Oh! Access to Care! Is That What We Do Here?

I’m sure I don’t have to expound at length on my views about pharmacists not dispensing pills because of their religious beliefs here. I mean, obviously, I think that if a pill is legal to be prescribed, and has been prescribed by a liscensed doctor, it should be dispensed by a liscensed pharmacist. I have also been discussing the legal ramifications of freedom of religion with my parents (who are both lawyers – corporate lawyers, but still willing to discuss First Amendment law with me as the whim strikes me) and have come to the conclusion that if your field requires you to do something your religion forbids, you shouldn’t be in that field. I understand that individual employers should make reasonable accomodations for religious practices, but presumably, those accomodations don’t apply to the entirety of a field of practice. For instance, religious Jews can’t work on Friday nights and Saturdays, and I’m assuming there are religious Jews who’ve sought employment at bars, movie theaters, etc. And individual bars, etc., may have to come to an agreement with those employees, perhaps by giving them all the Sunday or Thursday night shifts, and using them on Christmas and Easter, etc. But I also assume that the recreation field – movie theaters, bars, nightclubs, etc. – don’t have formalized procedures for dealing with religious Jewish employees. And you don’t even have to go through formalized procedures to become a movie theater employee. Pharmacists go to school for four years AFTER getting a college degree. I’m sure that at some point in school, they’re like, by the way, some people have sex before they get married but don’t want to have babies, and there are pills you may be required to dispense to that end.
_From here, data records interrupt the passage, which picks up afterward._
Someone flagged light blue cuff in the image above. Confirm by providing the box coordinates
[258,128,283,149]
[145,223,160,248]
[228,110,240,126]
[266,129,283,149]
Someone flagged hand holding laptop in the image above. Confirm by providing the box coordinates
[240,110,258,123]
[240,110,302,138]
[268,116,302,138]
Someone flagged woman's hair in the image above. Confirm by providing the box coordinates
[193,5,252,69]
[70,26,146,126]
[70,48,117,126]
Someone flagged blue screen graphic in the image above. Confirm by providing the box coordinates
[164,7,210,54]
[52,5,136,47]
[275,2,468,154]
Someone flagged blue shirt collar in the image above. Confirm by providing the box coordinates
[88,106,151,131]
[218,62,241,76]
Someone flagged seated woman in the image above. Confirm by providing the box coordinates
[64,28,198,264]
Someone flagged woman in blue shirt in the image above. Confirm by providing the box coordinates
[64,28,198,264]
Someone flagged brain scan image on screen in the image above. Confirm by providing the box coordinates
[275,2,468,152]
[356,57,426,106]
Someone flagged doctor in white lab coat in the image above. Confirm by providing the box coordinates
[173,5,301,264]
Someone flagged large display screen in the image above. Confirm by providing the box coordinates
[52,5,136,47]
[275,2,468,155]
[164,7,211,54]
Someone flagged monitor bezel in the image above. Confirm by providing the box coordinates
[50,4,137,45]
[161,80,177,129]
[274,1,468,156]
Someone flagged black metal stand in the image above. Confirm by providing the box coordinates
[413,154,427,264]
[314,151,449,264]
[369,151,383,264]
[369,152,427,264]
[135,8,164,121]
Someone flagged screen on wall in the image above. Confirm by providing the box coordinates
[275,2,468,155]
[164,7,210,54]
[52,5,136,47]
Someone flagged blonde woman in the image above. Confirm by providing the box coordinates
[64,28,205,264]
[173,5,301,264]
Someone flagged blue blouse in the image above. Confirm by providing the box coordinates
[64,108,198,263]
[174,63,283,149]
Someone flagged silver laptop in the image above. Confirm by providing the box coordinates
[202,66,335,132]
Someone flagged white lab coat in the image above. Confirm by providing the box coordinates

But anyway. I found this article interesting. I think right now, the situation is that there is a religious right contingent within the pharmacalogical community which is intent on not giving birth control to women. (I don’t know which contingent is suddenly against mental health medications, or painkillers, but whatever.) And I think the rest of the community is kind of going along with the fight, because it might result in more power for pharmacists, and I get the sense that, very much like actual younger siblings, pharmacists are constantly trying to prove themselves against/wrest power from their big sibling (See what I did there? Gender-free!), actual doctors. But now BigSib is telling LittleSib that it has resources, that it will quash this attempt to gain power. And the non-religious contingent of the pharmacalogical community will want to move the hell away from that if this is going to be the result. So, yay! Go, doctors!